Publicado en el diario La Capital
Cuando leí “El tambor de hojalata”, casi sin respirar, como sucedió con “Cien años de soledad”, lecturas de las que no podía salir, como alguna vez “Huckleberry Finn”, la sensación es que no estaban contándome la alegoría de un niño y un tambor, sino que viajaban por mi infancia ida y vuelta. Como antes no me contaban del descubrimiento del hielo en ese pueblo de fantasía y que el Huck aquel de Mark Twain no era la rebelión individual contra un sistema yanky, que el autor muestra inatajable e injusto, algo inevitable, por otra parte, ya que si una sociedad no se puede atajar lleva inscripta en la frente la injusticia.
Nunca tuve un tambor. Llegué a tocarlos porque algún amigo de la cuadra lo recibió en un “niñito Dios”, o en la alfombra del yuyerío para que comiesen los camellos de los Reyes Magos.
Ignoro que brote anarquista y de arpegios sostenía, atenta al pecado, a mi madre, que nunca aceptaba que recibiese, ni de ella ni de los tíos o la abuela, tambores y pistolas.
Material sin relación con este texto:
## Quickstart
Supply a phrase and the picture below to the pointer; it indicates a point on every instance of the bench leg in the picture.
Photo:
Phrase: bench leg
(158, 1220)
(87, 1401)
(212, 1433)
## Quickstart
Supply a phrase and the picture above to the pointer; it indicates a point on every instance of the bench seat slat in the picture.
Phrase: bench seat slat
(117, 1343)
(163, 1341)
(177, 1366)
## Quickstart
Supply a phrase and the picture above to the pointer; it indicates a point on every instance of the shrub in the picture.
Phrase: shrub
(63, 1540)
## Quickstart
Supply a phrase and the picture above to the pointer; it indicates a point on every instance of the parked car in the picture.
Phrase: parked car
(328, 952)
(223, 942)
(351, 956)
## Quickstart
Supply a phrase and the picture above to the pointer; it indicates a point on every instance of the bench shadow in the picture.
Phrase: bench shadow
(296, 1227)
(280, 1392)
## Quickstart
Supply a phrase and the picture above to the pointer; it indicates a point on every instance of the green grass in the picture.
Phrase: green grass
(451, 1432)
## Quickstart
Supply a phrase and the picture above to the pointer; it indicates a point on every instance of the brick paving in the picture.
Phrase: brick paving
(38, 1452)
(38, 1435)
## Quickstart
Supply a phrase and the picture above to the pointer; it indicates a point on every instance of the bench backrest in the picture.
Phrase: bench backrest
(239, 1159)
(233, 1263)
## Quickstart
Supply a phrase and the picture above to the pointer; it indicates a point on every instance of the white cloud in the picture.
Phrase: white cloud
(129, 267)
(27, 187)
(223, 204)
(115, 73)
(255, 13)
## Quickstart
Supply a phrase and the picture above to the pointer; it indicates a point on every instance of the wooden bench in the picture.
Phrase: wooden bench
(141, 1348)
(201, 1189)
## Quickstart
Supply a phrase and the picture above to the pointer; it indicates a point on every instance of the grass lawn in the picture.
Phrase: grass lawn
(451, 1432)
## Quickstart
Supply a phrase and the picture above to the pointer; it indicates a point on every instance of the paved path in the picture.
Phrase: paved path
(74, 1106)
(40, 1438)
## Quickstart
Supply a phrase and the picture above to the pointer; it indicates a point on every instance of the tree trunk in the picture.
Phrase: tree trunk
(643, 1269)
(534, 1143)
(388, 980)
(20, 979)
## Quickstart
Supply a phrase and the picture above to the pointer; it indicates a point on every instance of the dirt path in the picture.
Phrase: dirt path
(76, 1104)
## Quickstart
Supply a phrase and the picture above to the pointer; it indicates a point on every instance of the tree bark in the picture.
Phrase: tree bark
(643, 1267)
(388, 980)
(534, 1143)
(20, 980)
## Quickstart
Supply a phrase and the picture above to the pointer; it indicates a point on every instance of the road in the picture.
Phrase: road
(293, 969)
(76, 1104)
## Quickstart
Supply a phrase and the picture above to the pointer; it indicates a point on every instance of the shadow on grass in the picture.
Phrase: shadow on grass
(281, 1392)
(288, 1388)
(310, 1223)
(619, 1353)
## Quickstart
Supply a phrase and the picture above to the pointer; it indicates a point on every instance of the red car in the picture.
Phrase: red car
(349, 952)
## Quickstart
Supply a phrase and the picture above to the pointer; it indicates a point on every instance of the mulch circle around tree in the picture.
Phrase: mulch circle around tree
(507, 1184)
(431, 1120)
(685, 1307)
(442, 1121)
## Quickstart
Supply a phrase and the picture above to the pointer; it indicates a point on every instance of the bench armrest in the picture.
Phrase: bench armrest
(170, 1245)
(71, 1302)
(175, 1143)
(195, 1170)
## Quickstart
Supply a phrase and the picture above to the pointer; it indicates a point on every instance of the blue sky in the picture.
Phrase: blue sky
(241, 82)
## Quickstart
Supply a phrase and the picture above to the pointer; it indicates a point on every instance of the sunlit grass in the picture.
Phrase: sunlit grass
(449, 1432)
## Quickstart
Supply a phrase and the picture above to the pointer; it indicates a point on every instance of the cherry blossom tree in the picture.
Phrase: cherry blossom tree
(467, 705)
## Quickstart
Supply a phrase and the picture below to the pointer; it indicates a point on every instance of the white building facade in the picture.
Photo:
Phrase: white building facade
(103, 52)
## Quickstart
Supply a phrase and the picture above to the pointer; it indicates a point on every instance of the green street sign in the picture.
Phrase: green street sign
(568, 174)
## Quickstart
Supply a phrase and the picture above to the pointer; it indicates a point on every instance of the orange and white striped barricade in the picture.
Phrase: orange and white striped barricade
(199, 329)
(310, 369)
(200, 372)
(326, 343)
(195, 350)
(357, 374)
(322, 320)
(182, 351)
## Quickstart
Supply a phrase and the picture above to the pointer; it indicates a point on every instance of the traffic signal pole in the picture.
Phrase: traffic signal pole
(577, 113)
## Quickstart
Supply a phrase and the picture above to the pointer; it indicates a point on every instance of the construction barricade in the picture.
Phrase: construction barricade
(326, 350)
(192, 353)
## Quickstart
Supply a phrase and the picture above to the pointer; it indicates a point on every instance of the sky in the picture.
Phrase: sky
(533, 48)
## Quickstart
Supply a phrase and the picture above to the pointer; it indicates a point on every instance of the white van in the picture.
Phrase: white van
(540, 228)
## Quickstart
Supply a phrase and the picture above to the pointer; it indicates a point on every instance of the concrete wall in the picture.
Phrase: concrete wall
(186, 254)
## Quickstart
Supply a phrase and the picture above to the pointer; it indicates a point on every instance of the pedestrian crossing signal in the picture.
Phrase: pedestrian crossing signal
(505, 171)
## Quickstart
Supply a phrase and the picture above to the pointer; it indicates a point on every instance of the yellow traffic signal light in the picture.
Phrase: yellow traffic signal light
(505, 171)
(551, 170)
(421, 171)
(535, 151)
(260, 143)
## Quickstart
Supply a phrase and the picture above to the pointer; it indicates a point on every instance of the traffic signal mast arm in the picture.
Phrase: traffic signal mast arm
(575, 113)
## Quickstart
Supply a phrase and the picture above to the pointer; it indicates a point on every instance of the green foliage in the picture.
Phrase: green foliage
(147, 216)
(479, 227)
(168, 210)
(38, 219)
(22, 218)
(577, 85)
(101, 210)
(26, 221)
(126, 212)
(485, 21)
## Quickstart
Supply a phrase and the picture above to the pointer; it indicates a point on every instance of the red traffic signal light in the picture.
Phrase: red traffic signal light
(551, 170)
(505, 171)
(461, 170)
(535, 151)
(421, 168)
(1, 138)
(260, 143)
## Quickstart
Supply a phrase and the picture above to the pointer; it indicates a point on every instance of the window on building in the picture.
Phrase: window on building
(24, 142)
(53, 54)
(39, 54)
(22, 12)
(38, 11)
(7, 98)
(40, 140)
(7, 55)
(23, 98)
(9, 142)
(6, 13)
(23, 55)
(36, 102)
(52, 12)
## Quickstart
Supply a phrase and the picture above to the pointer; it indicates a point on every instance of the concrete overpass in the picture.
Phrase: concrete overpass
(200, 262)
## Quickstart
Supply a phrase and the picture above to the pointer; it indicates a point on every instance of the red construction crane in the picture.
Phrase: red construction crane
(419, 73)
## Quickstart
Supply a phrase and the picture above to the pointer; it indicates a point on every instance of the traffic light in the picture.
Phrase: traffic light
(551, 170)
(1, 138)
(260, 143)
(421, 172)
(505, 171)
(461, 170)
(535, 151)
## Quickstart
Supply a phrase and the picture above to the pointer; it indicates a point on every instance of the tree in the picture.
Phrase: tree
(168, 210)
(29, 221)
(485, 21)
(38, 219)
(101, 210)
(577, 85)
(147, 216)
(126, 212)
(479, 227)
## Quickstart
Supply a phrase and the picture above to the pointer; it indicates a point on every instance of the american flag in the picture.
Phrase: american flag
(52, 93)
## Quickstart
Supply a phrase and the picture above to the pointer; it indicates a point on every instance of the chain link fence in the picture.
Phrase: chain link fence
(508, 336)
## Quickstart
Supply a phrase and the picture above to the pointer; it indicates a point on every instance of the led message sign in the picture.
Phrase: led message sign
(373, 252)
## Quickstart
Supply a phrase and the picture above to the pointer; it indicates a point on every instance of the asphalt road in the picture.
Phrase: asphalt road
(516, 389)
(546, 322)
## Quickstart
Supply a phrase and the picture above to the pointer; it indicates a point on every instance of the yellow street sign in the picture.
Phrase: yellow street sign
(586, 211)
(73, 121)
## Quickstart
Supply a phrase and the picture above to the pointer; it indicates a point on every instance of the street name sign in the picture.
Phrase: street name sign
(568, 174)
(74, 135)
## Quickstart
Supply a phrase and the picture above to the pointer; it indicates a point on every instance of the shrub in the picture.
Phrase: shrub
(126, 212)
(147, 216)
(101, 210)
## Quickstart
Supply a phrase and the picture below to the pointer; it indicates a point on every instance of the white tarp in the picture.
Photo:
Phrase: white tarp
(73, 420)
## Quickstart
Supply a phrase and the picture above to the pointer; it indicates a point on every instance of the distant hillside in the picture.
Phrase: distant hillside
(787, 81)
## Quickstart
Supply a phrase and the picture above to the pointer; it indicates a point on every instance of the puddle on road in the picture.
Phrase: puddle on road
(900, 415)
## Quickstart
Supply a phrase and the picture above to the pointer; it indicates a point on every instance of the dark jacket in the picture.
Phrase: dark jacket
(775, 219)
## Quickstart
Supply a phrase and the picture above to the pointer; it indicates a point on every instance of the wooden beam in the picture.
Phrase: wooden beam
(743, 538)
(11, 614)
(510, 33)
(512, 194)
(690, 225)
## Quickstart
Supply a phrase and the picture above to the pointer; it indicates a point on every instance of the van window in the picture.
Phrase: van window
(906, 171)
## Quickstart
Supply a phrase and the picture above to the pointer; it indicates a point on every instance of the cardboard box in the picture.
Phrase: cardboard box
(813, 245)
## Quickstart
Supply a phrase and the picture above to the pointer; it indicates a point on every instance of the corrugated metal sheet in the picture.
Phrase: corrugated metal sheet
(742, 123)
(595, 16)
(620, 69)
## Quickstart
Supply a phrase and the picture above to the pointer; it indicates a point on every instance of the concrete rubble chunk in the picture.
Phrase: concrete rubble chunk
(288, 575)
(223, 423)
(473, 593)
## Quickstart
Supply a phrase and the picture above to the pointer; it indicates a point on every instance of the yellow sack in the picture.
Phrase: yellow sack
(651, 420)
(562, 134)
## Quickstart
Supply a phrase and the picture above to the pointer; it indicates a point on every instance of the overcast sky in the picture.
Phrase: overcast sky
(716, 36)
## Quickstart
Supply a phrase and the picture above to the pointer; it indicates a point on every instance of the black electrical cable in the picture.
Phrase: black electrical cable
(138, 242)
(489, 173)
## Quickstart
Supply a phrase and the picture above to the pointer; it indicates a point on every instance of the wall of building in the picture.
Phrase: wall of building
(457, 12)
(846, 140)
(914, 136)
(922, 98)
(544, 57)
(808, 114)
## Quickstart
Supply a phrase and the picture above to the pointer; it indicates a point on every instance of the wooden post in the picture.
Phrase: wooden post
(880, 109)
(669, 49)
El tambor una cuestión de principios. Es ruido, no es canción. Mi vieja era inflexible. Años de infancia creyendo que el tambor embrutecía a la canción, a la melodía, al piano y que eran muy buenos esos libracos infames con escalas para allá y para acá. Tres años sin llegar a un tango o un bolero. Agotaban las escuelas de música, teoría y solfeo. Ni aquellas academias resolvían la calidad ni el tambor la degollaba. La percusión es parte indispensable. Y la calidad necesaria siempre.
En los tambores de lata de la infancia la posibilidad de golpear el vientre de un instrumento que veíamos desfilar, porque el único argumento que podíamos sostener es que estaban en la banda de música y el retrete de sábados a la tarde y domingo cerca del mediodía. La banda tiene tambores mamá. Es otra cosa. Ellos saben.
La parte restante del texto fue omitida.